Manifesto
As AI becomes a standard part of how software gets built, the question of how to use it well is still largely open. We're exploring what it looks like to build with AI in ways that preserve developer understanding, and whether speed and genuine competence can grow together.
In two years, AI has gone from autocomplete to generating multi-file features, drafting architecture documents, writing test plans, and making decisions that used to belong entirely to engineers. The gap between "AI helps me work" and "AI makes decisions I review" is collapsing faster than we can evaluate what we're trading away. Tools have become more capable, and that's genuinely useful. But somewhere in the race toward greater capability, a question got lost: what kind of developers do we become depending on how we use these tools? Whether speed and understanding can coexist. That starts with being clear about what matters.
Developers have always used abstractions we don't fully understand. We work with compilers, databases, and frameworks whose internals remain opaque. This is fine, we understand what these abstractions do, why they work, and how to debug them when they don't. AI that hides decision-making is different. When you can't explain why a solution solves the problem this way rather than another, you don't understand it well enough to maintain it. The risk isn't that AI writes code or drafts a document or proposes an architecture. The risk is that it makes choices you can't reconstruct, embedding assumptions you can't identify. Regardless of the task, if you don't understand the output well enough to evaluate it without AI assistance, you're accumulating a kind of debt: technical, cognitive, and professional.

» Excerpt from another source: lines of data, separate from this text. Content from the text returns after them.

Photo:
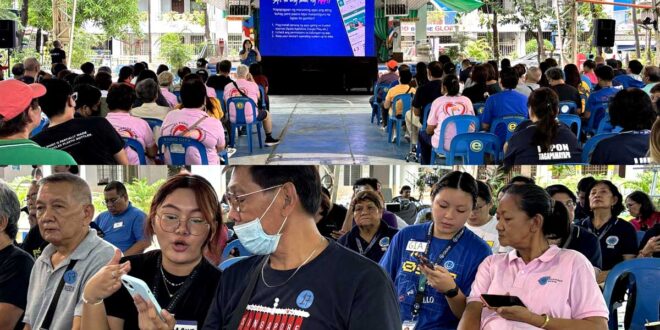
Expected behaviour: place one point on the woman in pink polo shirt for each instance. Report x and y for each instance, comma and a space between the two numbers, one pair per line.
557, 286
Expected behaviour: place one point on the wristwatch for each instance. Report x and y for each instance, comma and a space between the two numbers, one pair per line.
452, 293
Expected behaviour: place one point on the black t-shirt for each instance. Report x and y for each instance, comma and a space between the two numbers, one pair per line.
617, 237
90, 141
654, 231
627, 148
426, 95
15, 268
568, 93
333, 221
336, 290
373, 250
583, 241
33, 243
57, 55
564, 148
191, 305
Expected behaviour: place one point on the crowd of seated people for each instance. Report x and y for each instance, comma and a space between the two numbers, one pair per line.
87, 115
616, 108
430, 275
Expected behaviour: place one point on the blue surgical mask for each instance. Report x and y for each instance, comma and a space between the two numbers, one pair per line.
254, 238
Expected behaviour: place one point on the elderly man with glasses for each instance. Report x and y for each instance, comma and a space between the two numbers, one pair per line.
122, 223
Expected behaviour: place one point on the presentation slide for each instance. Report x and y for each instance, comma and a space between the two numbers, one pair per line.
316, 28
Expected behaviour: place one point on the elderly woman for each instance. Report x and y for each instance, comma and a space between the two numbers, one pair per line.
184, 218
433, 264
527, 218
371, 236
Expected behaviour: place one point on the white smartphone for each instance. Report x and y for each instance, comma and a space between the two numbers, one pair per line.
136, 286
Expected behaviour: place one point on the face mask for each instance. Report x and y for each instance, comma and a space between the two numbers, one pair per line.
253, 236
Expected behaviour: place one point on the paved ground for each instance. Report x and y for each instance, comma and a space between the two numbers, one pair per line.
323, 130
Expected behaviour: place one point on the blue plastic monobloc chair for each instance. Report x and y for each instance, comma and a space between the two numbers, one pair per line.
590, 145
240, 103
571, 120
472, 147
139, 149
235, 244
645, 272
406, 101
567, 107
177, 147
462, 124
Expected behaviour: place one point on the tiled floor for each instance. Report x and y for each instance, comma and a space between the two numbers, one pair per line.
325, 130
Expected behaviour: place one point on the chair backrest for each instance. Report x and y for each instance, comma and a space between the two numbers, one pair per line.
590, 145
645, 272
239, 103
406, 101
139, 149
567, 107
510, 122
229, 262
473, 147
235, 244
177, 146
462, 124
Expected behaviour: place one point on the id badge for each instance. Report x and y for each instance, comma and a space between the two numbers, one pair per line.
185, 325
408, 325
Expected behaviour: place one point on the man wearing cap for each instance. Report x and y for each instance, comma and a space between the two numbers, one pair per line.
19, 115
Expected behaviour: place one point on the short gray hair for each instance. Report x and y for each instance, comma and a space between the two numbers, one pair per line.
80, 187
147, 90
10, 208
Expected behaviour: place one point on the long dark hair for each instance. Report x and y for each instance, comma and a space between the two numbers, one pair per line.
544, 103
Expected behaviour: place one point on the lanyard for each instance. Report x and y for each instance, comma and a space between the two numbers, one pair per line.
421, 285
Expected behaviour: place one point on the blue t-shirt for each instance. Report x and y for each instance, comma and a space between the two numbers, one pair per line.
505, 103
463, 260
563, 149
627, 148
124, 229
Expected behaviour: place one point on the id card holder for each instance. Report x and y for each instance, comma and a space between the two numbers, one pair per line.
408, 325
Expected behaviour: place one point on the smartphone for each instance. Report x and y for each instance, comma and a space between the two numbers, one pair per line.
495, 300
136, 286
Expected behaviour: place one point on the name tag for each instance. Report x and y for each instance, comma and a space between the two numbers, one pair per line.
185, 325
415, 246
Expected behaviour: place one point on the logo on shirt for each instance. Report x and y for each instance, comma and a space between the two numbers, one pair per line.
612, 241
305, 299
547, 279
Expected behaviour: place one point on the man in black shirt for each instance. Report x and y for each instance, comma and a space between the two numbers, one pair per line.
565, 92
297, 279
15, 264
91, 141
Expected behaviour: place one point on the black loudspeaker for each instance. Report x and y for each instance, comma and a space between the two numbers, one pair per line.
604, 30
8, 34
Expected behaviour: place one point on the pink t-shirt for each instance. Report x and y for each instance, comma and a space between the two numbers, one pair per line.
250, 89
444, 107
209, 131
132, 127
560, 283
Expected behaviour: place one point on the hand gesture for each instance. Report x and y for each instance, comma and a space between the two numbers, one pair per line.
438, 277
148, 318
106, 281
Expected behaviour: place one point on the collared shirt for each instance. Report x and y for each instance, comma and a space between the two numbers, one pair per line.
123, 230
565, 277
373, 250
92, 254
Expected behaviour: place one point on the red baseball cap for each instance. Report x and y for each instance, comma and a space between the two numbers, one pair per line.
17, 96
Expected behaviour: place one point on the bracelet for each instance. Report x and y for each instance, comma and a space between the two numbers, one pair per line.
82, 297
545, 323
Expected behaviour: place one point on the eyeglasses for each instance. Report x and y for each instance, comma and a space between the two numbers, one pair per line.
235, 201
170, 222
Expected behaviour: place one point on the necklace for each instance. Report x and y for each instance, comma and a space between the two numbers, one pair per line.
263, 278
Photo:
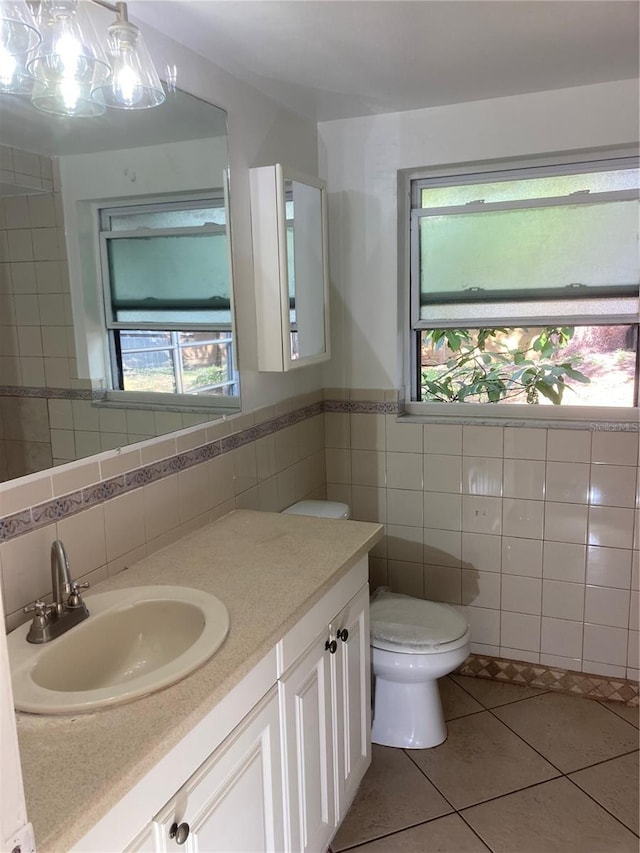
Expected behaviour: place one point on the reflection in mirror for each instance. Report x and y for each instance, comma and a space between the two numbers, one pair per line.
115, 276
305, 268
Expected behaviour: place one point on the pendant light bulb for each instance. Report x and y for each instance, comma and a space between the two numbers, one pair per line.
134, 84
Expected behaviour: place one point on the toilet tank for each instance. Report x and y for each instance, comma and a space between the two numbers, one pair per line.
320, 509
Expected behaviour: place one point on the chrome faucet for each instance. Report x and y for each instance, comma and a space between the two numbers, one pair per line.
67, 609
60, 575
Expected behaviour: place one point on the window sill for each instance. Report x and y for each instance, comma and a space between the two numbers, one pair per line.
216, 407
542, 417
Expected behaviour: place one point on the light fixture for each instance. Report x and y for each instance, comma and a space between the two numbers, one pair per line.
18, 36
56, 56
134, 83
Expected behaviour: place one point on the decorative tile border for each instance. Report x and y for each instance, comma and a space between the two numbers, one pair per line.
551, 678
362, 407
24, 521
52, 393
68, 505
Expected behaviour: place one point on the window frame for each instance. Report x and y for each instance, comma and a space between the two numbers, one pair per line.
222, 403
598, 310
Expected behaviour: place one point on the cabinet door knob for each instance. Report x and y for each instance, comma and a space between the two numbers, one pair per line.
180, 833
331, 646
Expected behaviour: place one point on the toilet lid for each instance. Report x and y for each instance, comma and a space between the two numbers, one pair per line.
412, 622
319, 509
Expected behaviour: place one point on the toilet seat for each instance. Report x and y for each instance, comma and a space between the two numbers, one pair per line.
401, 623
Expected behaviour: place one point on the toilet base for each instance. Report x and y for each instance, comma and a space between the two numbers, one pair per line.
407, 715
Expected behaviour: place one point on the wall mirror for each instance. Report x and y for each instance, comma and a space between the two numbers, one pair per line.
81, 194
289, 234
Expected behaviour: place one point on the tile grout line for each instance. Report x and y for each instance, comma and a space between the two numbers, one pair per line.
597, 802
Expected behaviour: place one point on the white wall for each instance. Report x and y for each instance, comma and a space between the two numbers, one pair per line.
361, 158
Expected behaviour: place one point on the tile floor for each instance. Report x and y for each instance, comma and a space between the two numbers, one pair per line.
522, 771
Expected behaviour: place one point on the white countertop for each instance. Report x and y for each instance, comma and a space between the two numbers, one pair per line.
268, 569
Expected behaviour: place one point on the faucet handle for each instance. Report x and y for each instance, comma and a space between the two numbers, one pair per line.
75, 599
39, 607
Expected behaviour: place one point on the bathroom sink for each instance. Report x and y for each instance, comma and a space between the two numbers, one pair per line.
135, 641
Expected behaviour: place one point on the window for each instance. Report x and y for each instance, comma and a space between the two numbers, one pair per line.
167, 297
524, 285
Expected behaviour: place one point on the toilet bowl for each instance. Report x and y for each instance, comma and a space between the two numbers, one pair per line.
413, 643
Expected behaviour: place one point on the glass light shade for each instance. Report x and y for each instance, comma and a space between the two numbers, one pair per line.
67, 98
18, 31
70, 51
14, 78
134, 84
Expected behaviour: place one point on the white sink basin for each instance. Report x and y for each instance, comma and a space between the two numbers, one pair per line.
135, 641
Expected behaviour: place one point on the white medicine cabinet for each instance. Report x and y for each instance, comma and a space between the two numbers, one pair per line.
290, 257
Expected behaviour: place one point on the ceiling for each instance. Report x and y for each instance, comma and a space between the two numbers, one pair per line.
333, 59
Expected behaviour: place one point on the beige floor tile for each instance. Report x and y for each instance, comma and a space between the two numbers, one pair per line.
394, 795
456, 702
448, 834
491, 693
481, 759
614, 784
629, 713
555, 817
570, 731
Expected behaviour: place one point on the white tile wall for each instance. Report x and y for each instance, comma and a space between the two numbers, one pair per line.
37, 343
531, 530
104, 539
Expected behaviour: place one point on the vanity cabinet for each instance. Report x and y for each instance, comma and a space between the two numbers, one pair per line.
233, 803
326, 713
286, 773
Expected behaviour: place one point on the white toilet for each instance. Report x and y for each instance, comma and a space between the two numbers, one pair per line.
413, 643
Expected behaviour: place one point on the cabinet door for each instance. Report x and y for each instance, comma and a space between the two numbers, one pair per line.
233, 804
306, 708
352, 687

But understanding what AI produces isn't enough. We also need to preserve the kind of work that builds understanding in the first place. Some tasks are worth automating: code formatting, boilerplate you've written a hundred times, transforming completed work into reviewable chunks. But the line isn't always clean: writing documentation can force you to notice where your mental model is fuzzy, and refactoring that feels mechanical can build pattern recognition you didn't know you were developing. The question isn't which category a task falls into, but whether doing it yourself still teaches you something. Work that forces you to think through the problem space differently — architectural decisions, test design, problem decomposition, critical review — is where you should remain in the driver's seat. AI can participate, but the thinking shouldn't be delegated. Not because AI can't assist, but because the friction in that work is often the point.

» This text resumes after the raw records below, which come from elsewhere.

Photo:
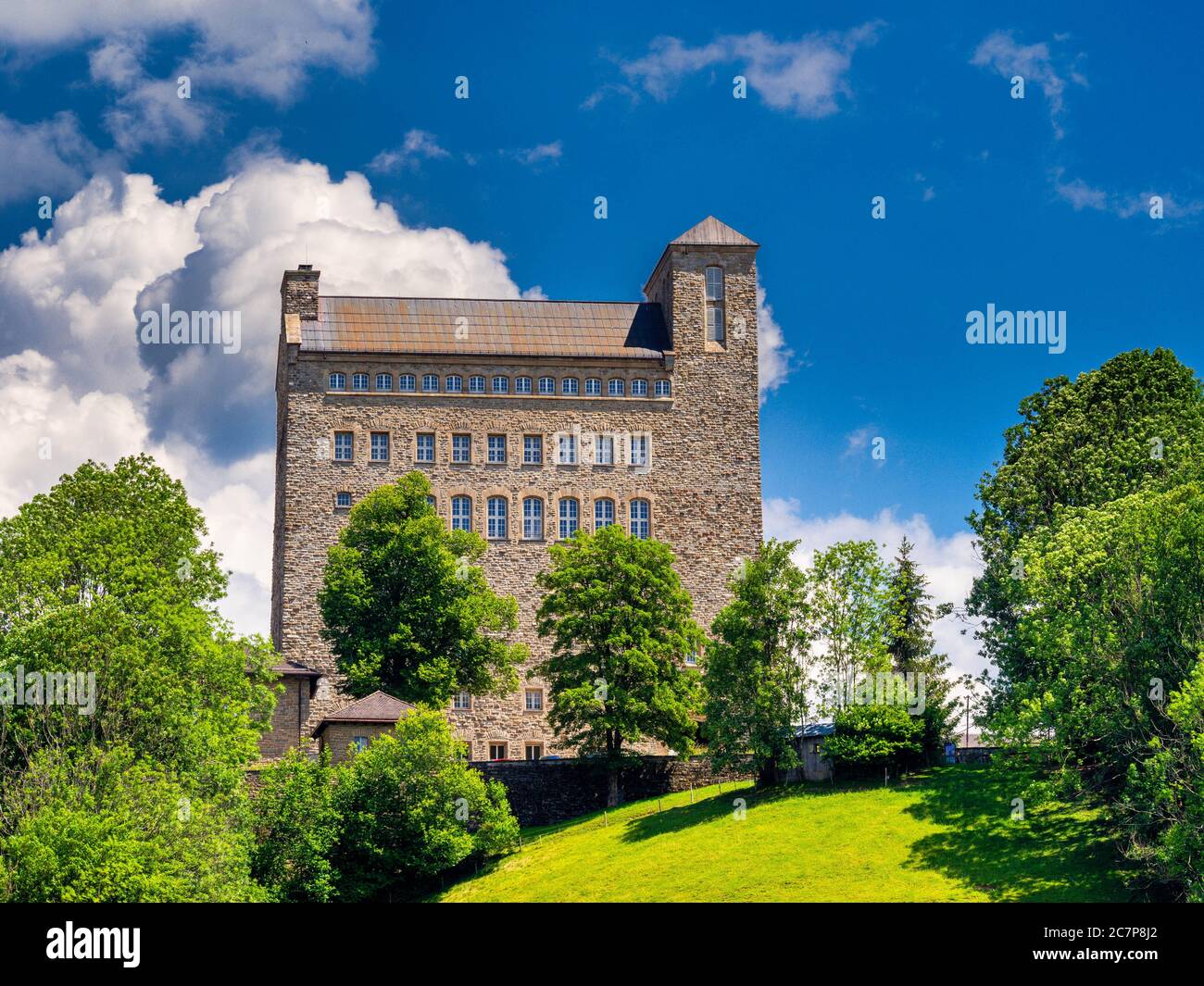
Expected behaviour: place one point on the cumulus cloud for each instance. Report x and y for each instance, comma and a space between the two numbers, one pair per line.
44, 157
949, 562
89, 389
806, 77
1036, 64
264, 48
773, 354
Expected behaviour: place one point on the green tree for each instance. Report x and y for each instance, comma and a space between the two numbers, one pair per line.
408, 612
1135, 423
849, 585
755, 680
104, 826
107, 574
873, 737
296, 828
910, 645
621, 629
410, 808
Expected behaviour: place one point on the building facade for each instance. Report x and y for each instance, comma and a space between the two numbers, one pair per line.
530, 419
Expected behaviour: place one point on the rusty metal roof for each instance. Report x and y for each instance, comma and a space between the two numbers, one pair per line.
473, 327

Preserving understanding and judgment requires control over how AI participates in your workflow. AI should be transparent, composable, and opt-in. You choose when and how it participates. Black-box solutions that "just work" but can't be inspected, questioned, or modified miss the point. You should be able to trace what a tool did and why. Combine it with other tools in ways the original designers didn't anticipate. Choose not to use it for tasks where human judgment matters more than speed. Tools should augment your capability, not replace your agency.

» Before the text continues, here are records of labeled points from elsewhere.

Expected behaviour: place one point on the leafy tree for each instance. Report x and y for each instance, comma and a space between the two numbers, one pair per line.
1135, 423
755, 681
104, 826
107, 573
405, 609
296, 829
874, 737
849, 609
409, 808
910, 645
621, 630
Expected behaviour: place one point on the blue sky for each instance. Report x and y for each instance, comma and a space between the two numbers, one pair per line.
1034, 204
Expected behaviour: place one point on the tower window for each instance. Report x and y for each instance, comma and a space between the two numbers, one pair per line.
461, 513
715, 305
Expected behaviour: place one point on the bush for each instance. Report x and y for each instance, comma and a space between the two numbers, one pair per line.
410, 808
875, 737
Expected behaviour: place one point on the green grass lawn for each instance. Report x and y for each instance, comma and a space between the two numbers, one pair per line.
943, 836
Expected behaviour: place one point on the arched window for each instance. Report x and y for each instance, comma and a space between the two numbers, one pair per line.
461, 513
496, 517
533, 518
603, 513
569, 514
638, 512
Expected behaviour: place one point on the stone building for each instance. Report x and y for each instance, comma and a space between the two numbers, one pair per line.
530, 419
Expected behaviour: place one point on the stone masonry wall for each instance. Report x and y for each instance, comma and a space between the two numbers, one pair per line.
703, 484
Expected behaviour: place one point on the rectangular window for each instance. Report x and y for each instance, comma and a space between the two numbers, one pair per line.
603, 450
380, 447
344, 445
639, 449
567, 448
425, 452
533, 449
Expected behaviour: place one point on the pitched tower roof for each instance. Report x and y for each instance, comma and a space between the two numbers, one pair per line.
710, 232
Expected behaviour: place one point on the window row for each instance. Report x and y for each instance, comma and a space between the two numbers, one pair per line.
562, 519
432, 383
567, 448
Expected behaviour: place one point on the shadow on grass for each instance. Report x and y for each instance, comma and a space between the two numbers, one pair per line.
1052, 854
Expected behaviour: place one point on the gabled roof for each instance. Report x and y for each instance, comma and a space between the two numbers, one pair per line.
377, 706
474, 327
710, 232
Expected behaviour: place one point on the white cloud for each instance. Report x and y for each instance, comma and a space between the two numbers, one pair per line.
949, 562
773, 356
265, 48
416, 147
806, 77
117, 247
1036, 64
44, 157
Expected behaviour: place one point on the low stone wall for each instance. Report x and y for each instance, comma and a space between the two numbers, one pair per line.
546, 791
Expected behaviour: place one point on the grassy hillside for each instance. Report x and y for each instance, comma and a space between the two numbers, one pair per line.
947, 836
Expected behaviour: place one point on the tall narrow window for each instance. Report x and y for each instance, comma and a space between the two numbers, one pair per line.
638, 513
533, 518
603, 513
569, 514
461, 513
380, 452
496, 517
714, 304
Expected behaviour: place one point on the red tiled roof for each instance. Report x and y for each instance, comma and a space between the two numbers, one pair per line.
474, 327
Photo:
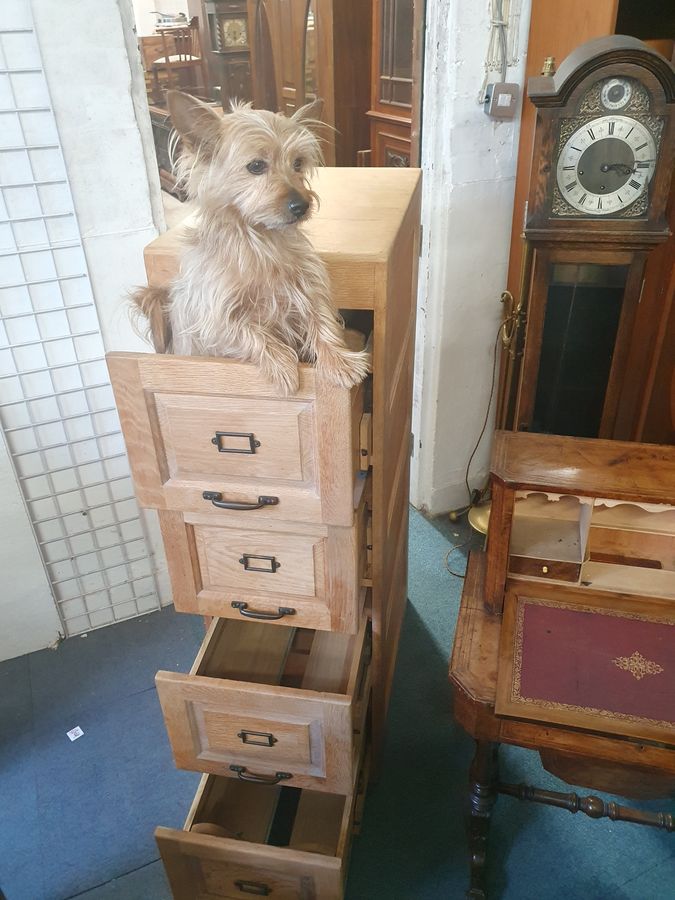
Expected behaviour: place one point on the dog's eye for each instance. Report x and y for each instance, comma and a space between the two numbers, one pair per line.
257, 167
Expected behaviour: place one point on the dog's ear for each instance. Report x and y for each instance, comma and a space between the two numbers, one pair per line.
310, 114
197, 124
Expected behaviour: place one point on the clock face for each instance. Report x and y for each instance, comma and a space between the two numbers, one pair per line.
234, 33
607, 163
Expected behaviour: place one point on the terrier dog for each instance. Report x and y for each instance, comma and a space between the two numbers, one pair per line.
251, 287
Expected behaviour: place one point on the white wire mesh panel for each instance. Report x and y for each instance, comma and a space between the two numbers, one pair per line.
56, 405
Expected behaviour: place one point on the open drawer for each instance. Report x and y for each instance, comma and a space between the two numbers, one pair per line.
272, 705
210, 435
549, 536
283, 572
244, 840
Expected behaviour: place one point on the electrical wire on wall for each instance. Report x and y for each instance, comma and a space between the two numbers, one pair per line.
502, 49
476, 495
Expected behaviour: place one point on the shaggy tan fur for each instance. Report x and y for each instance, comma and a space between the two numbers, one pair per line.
250, 287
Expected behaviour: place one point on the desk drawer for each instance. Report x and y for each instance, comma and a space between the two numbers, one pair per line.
203, 434
288, 573
244, 840
276, 705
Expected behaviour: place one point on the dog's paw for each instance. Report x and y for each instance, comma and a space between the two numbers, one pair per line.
345, 367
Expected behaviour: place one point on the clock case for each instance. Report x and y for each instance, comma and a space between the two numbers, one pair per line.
624, 240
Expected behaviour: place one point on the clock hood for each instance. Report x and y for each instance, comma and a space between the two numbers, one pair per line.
617, 49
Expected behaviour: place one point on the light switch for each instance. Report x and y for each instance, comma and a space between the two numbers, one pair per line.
501, 100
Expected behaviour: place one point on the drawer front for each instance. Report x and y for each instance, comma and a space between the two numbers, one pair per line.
200, 426
299, 737
290, 574
205, 867
551, 569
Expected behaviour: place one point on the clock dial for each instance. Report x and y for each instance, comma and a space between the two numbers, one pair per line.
606, 164
616, 93
235, 33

These principles only matter if we act on them. So we build open-source tools that automate mechanical work while preserving understanding and control. We conduct research on AI's impact through structured experiments and user studies, measuring real workflows and real outcomes, not just velocity metrics. We create space for critical discussion beyond hype and doom, examining actual practices and building collective understanding of how these tools change our work. The industry adopts practices faster than it evaluates their consequences, not out of bad faith, but because the tools are compelling and the pressure to ship is real. "Does this work?" is necessary but insufficient. We also ask: what are we gaining, what are we trading away, and what does this change about how we think, how we learn, how we grow as engineers?
This is a community-driven project. The code, the research agenda, and the conversation are shaped collectively. Propose new tools, challenge our assumptions, contribute to research, share your experience. If your ideas align with these principles, they belong here.
The future of development with AI isn't predetermined. We're building it deliberately, one tool and one conversation at a time.